«  sans Frontières » est une chronique de Pierre Guelff.

 Une fois n’est pas coutume, une grande lectrice de romans nous fait part de ses impressions concernant un livre. À savoir, « Coupures » de François Rachline (Albin Michel).

« Après un premier tiers de roman assez descriptif quant aux personnages et à l’, le lecteur apprend qu’Else, une bourgeoise de la fin du XIXe siècle qui possède beaucoup de talents artistiques, est promise à une belle carrière en tant que chanteuse.

Lors d’un déplacement en Allemagne, elle achète des friandises chez un apprenti confiseur, Wilhelm, qui tombe follement amoureux d’elle au premier regard. Le roman est littéralement lancé !

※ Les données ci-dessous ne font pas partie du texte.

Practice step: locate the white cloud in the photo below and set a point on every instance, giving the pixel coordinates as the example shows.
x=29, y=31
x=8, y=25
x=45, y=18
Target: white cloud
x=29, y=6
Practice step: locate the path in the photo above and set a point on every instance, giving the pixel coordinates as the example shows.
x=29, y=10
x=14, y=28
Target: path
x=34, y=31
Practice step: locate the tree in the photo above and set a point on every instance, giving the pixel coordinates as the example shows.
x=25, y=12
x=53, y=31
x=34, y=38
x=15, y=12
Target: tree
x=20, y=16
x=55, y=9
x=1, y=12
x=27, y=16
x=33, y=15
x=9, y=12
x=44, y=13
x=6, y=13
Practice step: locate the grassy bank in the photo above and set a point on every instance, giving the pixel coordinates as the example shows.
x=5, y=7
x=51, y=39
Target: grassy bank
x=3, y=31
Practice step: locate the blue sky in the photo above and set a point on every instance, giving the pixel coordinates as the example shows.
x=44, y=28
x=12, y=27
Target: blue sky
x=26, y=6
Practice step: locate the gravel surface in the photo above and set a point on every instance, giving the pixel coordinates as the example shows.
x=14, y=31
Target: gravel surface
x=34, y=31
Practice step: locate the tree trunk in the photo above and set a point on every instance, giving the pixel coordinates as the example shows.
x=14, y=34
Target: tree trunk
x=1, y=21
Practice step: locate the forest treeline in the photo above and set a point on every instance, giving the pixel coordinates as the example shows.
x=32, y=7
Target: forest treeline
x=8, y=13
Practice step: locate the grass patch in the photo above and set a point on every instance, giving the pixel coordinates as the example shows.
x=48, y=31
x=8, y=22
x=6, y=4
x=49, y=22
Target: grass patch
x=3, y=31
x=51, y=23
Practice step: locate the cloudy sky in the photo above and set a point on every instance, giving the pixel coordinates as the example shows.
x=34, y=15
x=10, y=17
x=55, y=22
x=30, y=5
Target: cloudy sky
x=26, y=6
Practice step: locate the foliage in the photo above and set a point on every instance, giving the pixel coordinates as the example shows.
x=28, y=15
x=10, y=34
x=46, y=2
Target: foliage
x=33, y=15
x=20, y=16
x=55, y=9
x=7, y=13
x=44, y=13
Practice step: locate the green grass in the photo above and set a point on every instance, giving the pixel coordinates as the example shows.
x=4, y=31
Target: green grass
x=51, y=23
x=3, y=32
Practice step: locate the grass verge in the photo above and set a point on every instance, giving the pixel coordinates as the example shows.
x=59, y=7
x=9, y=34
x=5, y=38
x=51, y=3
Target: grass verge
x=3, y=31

Hélas, Else souffre de démence précoce et est internée, mais l’artisan la retrouve. Le confiseur a compris qu’Else, qui ne lui est pas destinée vu la différence de classes sociales, est une sorte de génie, alors que pour l’entourage de la jeune femme et ses soignants, elle n’est qu’une folle précoce.

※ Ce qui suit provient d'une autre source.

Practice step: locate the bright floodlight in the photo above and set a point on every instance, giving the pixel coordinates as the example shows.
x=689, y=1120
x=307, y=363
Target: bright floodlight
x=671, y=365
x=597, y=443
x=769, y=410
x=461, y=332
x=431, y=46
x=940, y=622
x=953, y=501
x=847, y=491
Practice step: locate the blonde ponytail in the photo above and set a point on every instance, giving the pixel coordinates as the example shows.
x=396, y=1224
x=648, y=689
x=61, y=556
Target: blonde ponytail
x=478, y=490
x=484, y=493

Wilhelm se fait engager dans le milieu psychiatrique pour que le talent d’Else soit reconnu, même et surtout après sa mort.

Et, pourquoi le titre « Coupures » à ce roman peu ordinaire ? Parce qu’elle dessinait de grands billets de banques.

Plus tard, ses réalisations influenceront de grands peintres, dont Picasso, et, bien entendu, certains psychiatres.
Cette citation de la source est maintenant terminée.